デスマッチのカリスマ、葛西純が語る人生観「俺の生きてる意味がここにあった」

―当時はどちらかというと、新日本プロレスブームだったと思うんですけど。

葛西:はい、はい。

―この世代の方にお話を聴くと、初代タイガーマスクを見てプロレスを好きになった人が圧倒的に多い印象なんですが、葛西さんはそうじゃなかったんですね。

葛西:もちろん、見てはいましたけどそこまで熱中はしなかったです。小さい頃から、仮面ライダーにしろウルトラマンにしろ、怪人とか怪獣に惹かれる方だったので、そういう意味でも外人レスラーが好きだったんだと思います。当時のタイガーマスクが出てきた頃の新日本プロレスって、すごく煌びやかなイメージがあったんですけど、全日本プロレスはなんかちょっと男くさいイメージがあったので。そういうところで新日本プロレスよりも全日本プロレスに惹かれてましたね。

―アンチヒーロー的な気持ちもあったんですね。

葛西:そうですね。

―ブームがあった半面、あの頃のプロレスファンって、家でも学校でも「あんなのインチキだ」とか言われて傷ついてきた世代だと思うんですよね。

葛西:はい、自分もよく言われました。

―でも逆に、“いかがわしい感じ”が好きだったというのもあって。『狂猿』を見て、葛西さんって良い意味でそういういかがわしさを感じさせるプロレスラーだなと思いました。今のお話を聞くと、葛西さん自身もプロレスにそういう魅力を感じていらっしゃったのかなと。

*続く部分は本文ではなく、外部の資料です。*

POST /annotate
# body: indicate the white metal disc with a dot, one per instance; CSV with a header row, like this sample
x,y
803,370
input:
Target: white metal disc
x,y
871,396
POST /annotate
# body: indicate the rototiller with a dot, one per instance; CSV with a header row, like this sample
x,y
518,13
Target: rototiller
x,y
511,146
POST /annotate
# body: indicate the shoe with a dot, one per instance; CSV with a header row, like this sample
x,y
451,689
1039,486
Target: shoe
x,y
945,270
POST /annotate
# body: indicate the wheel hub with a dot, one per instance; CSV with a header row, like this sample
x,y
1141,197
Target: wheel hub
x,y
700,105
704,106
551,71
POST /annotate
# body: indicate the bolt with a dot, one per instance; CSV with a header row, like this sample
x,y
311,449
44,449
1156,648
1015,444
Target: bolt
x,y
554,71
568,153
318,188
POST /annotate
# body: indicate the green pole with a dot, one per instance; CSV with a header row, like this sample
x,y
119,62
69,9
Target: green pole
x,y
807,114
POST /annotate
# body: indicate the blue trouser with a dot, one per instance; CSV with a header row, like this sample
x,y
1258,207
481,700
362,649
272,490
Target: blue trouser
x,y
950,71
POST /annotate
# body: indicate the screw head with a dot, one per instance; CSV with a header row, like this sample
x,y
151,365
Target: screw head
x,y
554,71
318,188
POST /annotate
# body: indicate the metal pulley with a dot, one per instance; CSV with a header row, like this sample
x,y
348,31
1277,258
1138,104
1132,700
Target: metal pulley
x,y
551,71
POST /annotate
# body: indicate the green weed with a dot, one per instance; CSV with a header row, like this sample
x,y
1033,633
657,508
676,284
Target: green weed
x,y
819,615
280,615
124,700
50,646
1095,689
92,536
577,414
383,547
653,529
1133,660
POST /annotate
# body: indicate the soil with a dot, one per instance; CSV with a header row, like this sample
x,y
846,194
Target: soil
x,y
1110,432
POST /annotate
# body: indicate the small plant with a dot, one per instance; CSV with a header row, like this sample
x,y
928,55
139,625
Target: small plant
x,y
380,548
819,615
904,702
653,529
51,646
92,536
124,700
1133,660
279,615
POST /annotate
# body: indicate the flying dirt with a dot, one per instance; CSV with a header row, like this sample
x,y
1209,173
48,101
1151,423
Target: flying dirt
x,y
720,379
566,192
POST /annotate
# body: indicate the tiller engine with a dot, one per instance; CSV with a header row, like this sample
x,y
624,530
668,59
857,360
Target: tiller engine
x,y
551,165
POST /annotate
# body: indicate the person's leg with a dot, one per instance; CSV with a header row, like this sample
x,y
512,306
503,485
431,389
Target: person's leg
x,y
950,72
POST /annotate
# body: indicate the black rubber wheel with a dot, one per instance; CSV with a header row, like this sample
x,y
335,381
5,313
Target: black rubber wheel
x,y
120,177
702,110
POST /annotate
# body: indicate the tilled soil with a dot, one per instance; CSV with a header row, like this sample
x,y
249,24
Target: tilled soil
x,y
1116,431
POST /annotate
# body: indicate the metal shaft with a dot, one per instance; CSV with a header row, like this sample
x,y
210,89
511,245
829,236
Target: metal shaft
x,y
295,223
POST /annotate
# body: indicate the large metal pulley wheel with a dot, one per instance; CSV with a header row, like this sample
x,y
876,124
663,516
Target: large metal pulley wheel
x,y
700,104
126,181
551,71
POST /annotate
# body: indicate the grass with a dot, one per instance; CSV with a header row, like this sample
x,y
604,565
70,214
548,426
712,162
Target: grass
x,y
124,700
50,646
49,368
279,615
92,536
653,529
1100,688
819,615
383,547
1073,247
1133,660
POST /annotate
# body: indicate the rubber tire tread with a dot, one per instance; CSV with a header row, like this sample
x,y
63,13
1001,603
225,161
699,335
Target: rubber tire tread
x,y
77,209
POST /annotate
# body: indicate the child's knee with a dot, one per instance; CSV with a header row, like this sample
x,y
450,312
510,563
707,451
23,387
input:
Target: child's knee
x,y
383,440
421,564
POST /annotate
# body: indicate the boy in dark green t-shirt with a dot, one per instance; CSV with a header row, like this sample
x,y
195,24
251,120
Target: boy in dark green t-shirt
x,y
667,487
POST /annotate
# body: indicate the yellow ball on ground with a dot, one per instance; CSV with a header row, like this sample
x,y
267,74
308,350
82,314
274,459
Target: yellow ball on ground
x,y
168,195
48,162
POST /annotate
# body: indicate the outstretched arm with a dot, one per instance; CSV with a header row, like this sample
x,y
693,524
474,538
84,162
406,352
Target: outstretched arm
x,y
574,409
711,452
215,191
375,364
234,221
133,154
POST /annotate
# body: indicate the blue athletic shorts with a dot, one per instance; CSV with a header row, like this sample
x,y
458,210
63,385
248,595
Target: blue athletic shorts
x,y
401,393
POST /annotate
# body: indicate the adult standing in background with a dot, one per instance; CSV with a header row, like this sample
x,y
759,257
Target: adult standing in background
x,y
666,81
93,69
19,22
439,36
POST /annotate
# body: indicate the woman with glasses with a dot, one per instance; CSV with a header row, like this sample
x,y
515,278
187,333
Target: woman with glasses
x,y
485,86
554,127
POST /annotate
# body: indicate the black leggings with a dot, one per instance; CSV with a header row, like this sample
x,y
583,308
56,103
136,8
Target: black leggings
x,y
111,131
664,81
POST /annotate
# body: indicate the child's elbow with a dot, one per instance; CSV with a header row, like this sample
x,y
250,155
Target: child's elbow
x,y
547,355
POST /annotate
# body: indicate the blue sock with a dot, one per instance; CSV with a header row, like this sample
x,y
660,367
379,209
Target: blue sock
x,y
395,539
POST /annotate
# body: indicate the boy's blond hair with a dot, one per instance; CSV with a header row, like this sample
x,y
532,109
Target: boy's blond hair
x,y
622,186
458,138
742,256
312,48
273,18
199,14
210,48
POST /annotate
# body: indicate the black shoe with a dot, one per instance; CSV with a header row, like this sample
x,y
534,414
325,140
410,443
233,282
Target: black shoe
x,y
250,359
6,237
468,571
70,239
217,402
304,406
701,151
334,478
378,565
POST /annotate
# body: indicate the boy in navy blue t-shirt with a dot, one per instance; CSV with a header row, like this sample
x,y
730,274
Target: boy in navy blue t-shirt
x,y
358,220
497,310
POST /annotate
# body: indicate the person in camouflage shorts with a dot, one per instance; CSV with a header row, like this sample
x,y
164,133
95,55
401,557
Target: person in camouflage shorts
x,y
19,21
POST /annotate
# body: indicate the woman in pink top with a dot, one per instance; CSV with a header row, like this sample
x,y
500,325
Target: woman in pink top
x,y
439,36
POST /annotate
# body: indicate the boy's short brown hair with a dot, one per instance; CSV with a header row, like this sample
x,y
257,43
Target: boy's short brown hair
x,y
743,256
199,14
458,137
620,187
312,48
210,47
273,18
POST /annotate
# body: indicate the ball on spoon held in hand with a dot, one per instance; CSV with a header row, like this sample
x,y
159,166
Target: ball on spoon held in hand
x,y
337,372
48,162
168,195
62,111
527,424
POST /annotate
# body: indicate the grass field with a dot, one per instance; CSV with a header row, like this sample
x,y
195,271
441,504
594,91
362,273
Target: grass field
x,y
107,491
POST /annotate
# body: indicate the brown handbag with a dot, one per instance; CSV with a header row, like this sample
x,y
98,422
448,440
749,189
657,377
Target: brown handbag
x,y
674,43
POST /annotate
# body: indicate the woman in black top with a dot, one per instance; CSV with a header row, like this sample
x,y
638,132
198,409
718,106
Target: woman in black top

葛西:逆に、プロレスというものがクリーンなスポーツで、曖昧さの欠片もないキッチリしたプロスポーツだったら、こんなにもプロレスに惹かれてなかったと思うんですよ。ちょっと胡散臭くて、ミステリアスなところもあるカテゴリーだからこそ惹かれたというか。「いったいどうなってるんだ、プロレスって!?」っていう。